She was sitting behind him on the bed, her fingers playing with his long brown hair. It was one of the things she'd always loved about him, she said--he had her hair.
A freezing wind slammed through the dusty patch of industrial wasteland and Nick jumped. He blinked as his eyes re-adjusted to the lamplight; the wind died and underneath it he heard humming. A quick look about him found a burning oil drum not too far away, with a mound of jackets standing beside it. Nick pulled himself to his feet and shuffled closer.
The woman looked up when he was a few feet from her make-shift furnace; he stopped and their eyes met.
"Here kitty, kitty." She grinned a snaggle-toothed grin, and gestured to him with two gnarled fingers.
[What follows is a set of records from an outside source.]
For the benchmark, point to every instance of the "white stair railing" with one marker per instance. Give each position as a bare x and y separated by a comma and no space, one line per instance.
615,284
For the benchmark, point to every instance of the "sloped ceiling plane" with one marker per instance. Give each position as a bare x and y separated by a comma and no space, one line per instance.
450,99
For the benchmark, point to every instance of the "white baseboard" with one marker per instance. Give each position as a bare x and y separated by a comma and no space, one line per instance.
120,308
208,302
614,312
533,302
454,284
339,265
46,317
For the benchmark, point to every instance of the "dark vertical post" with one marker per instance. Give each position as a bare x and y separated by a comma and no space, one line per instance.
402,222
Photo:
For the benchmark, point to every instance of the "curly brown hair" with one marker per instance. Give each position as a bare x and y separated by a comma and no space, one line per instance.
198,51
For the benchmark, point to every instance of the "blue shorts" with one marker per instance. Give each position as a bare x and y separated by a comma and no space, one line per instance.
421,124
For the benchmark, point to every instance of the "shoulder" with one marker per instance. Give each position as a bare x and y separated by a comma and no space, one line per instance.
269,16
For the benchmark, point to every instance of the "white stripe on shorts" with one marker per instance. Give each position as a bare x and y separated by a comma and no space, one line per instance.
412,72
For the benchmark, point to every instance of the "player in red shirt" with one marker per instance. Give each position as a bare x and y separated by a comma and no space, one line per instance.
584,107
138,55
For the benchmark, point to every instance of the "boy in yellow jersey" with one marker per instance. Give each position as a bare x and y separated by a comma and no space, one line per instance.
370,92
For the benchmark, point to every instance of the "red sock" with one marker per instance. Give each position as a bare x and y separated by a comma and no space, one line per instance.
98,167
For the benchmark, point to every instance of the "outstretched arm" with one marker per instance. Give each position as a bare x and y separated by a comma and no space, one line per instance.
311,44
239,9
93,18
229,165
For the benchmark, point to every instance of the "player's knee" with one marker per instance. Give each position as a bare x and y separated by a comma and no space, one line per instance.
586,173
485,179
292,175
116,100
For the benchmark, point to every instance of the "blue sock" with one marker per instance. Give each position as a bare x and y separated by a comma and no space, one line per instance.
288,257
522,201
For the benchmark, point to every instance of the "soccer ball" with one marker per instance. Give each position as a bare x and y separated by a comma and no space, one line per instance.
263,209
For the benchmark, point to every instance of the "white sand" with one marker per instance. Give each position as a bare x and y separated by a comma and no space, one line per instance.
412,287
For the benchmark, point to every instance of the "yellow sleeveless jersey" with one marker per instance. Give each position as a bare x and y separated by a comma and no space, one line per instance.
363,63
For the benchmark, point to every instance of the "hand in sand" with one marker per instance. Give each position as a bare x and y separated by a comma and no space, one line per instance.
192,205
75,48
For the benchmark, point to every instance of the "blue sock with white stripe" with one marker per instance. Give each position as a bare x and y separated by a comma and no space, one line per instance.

When another look around them garnered no cat, Nick decided she meant him. Her grin grew wider, were that possible, and she nodded as she returned both hands to warming at the flames. Nick took a place across the barrel from her and lifted his hands to the heat.
The tiny fire wasn't much in the face of a winter wind, but it was enough. After awhile, the woman laid down a safe distance from the barrel. When Nick was certain she was asleep, he settled down to sit across from her and watched the sun come up. His eyes opened when the sun was far overhead and cars screamed murder above him. Nick rubbed his eye with a gritty hand and frowned at the grass in front of him.
The fire was gone, and so was the barrel. A hot-pink flier laid perfect in their stead, not even ruffled by the tugging of the wind. He picked it up with a trembling hand.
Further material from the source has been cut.